Table.FuzzyNestedJoin Really Slow When Working with Excel Data RRS feed

  • Question

  • Hello Microsoft Technet,

    I'm hoping someone can assist me with an issue that I have been having. I have been ENTHUSIASTIC about the implementation of Table.FuzzyNestedJoin in Power Query for Excel as it has allowed us to overcome several efficiency issues with merging tables.
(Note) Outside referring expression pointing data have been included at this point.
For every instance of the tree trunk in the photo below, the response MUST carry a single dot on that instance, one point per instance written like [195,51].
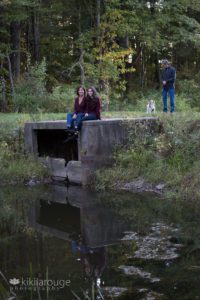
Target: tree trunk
[15,29]
[11,76]
[3,106]
[36,36]
[98,12]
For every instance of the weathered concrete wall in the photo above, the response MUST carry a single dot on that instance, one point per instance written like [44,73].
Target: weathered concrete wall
[96,143]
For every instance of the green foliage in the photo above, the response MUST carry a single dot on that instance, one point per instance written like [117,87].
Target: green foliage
[30,93]
[171,157]
[60,100]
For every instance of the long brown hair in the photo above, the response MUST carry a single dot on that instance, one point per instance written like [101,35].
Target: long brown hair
[81,87]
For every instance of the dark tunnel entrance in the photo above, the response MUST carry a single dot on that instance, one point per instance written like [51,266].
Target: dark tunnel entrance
[53,143]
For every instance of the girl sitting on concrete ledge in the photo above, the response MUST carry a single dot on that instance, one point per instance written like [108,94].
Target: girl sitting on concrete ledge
[74,119]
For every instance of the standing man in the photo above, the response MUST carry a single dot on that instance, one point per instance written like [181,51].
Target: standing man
[168,77]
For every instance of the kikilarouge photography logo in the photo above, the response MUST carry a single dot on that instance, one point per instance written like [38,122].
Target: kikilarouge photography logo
[35,284]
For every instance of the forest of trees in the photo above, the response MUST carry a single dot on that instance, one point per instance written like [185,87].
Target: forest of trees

    One issue that I seem to be encountering, however, is using fuzzy with Excel-based datasets. For example, I can provide two workbooks that simulate a process that I would much prefer to use fuzzy rather than an exact join. One uses Table.NestedJoin and loads an exception list against data from two Excel tables near-instantly. However, the other workbook replaces the join code with Table.FuzzyNestedJoin and moves excruciatingly slow on a comparatively tiny dataset (117k - less than 2000 rows x 8 columns for both tables).
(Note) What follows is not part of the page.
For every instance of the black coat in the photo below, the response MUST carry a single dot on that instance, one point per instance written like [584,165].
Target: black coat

    Additionally, it appears to be bugging with some internal functionalities of Excel as, even after the refresh is complete, Excel will continue to eat 50+% of my CPU for up to two minutes after the process - in some cases, the application crashes if I try to do things like copy-paste during this time. I am using the latest version of Office 365 (64 bit - ver 1907), both on a Lenovo Thinkpad i5 Windows 7 machine (work) and on my Windows 10 i7 Surface Pro 4 - both experiencing similar behaviors.

    I have tried removing formulas from the workbook, using named ranges instead of tables, tried using the same basic code in an external workbook (replacing source with Excel.Workbook rather than Excel.CurrentWorkbook), and using Table.Buffer across several points in my code, with no avail. 

    As a test, I ran some similar code against over 40,000 rows x 9 columns from an Access Database and left outer joined (using fuzzy) a SharePoint list - no performance issues. 

    I'm really hoping someone can help me out here. I'm hoping its just a best practices issue that I'm not following. Please let me know if I can clarify any details.

    • Edited by Auburn_Eagle05780 Saturday, August 17, 2019 7:58 AM redundant info in body
    Saturday, August 17, 2019 7:53 AM


  • Hi,

    I tried to reproduce this issue, but the application seems to work fine on my machine. To identify the issue, can you help us by running fuzzy nested join on tables of other sizes?

    1) A table with 2000 rows but fewer columns (maybe once with 2 columns and another time with 5 columns)

    2) A table with 8 columns but fewer rows (maybe with the number of rows = 100, 500, 1000 and 1500)

    Does fuzzy nested join work smoothly on smaller tables? I don't seem to be running into an issue on a system with 32GB RAM, 3.60GHz processor running Excel on Windows 10.

    Thursday, October 17, 2019 6:18 PM